EDINBURGH, SCOTLAND - AUGUST 23:  British singer and songwriter Viviane Katrina Louise "Viv" Albertine attend a photocall at Edinburgh International Book Festival on August 23, 2015 in Edinburgh, Scotland.  (Photo by Roberto Ricciuti/Getty Images)
British singer and songwriter Viv Albertine. Getty

If Kristin Hersh's Rat Girl, previously published as Paradoxical Undressing, reads with the unguarded intimacy of a diary, that's because to all intents and purposes it is one, recording how between 1985 and 1986 she moved to Boston with her band Throwing Muses, made a classic, if wonky debut album (also Throwing Muses), was diagnosed as bipolar and discovered she was pregnant. All when Hersh was just 19. Her impressionistic, aphoristic style sharply convinces why swimming is better than drugs: "Swimming sweetly reflects the human condition: we're never on solid ground.
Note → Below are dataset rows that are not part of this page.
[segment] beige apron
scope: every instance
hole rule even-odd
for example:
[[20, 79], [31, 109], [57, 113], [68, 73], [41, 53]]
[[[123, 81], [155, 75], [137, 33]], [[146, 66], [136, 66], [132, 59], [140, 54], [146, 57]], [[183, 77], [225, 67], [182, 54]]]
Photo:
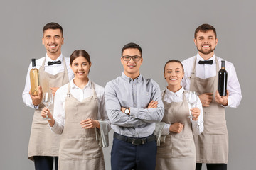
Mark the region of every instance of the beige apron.
[[184, 128], [180, 133], [170, 132], [165, 142], [160, 143], [157, 147], [156, 169], [195, 170], [196, 148], [185, 94], [183, 94], [181, 102], [167, 103], [164, 101], [165, 93], [162, 98], [164, 106], [162, 122], [168, 124], [180, 123]]
[[[68, 83], [68, 74], [64, 57], [64, 71], [55, 75], [44, 71], [46, 59], [39, 68], [40, 82], [43, 92], [50, 92], [50, 87], [60, 87]], [[28, 144], [28, 159], [31, 160], [33, 160], [33, 156], [58, 156], [60, 135], [53, 132], [48, 121], [42, 118], [41, 112], [44, 107], [41, 102], [34, 113]], [[53, 114], [53, 104], [49, 108]]]
[[95, 129], [84, 129], [82, 120], [97, 120], [98, 99], [92, 82], [93, 96], [78, 101], [70, 94], [70, 84], [65, 101], [65, 120], [59, 151], [60, 170], [104, 170], [102, 149], [96, 141]]
[[227, 164], [228, 135], [225, 108], [218, 104], [215, 98], [218, 89], [218, 62], [215, 58], [216, 76], [205, 79], [196, 76], [196, 57], [195, 57], [195, 63], [190, 77], [190, 91], [196, 91], [198, 95], [213, 93], [213, 98], [210, 106], [203, 107], [203, 132], [198, 136], [194, 136], [196, 162]]

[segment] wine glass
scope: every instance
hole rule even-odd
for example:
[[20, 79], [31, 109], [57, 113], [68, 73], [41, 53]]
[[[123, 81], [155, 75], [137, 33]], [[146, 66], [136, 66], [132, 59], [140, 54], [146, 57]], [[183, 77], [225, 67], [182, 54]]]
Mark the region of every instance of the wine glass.
[[[188, 101], [188, 103], [190, 104], [191, 108], [194, 108], [194, 106], [196, 104], [198, 101], [198, 96], [196, 91], [188, 91], [186, 94], [186, 98]], [[191, 114], [188, 118], [193, 118], [192, 114]]]
[[[47, 108], [49, 108], [50, 106], [53, 103], [53, 95], [52, 93], [46, 92], [43, 96], [43, 103], [46, 106]], [[46, 115], [46, 117], [44, 118], [45, 120], [51, 120]]]

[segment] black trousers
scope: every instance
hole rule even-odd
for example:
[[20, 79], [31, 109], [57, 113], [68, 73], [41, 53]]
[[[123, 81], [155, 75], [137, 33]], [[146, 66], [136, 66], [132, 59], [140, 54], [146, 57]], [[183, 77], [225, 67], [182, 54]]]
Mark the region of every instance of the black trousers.
[[53, 170], [53, 160], [58, 170], [58, 157], [34, 156], [33, 159], [36, 170]]
[[[227, 170], [226, 164], [206, 164], [207, 170]], [[202, 163], [196, 163], [196, 170], [201, 170]]]
[[156, 142], [133, 144], [114, 138], [111, 151], [112, 170], [154, 170]]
And there's a whole story down there, like a love life." The punchline follows a sentence or two later: "I've never found anything better than water for putting out fires."

Similarly bracing alt-memoirs will be released within weeks by Debbie Harry, Liz Phair, Wilco's Jeff Tweedy, Mark Lanegan and Flea, of Red Hot Chili Peppers. Equally intriguing, if more mainstream offerings include autobiographies by Elton John and Wham's other half, Andrew Ridgeley. If these considered, challenging and invigorating narratives are not your bag, there is always a new book by Francis Rossi of Status Quo, whose band name perhaps says it all.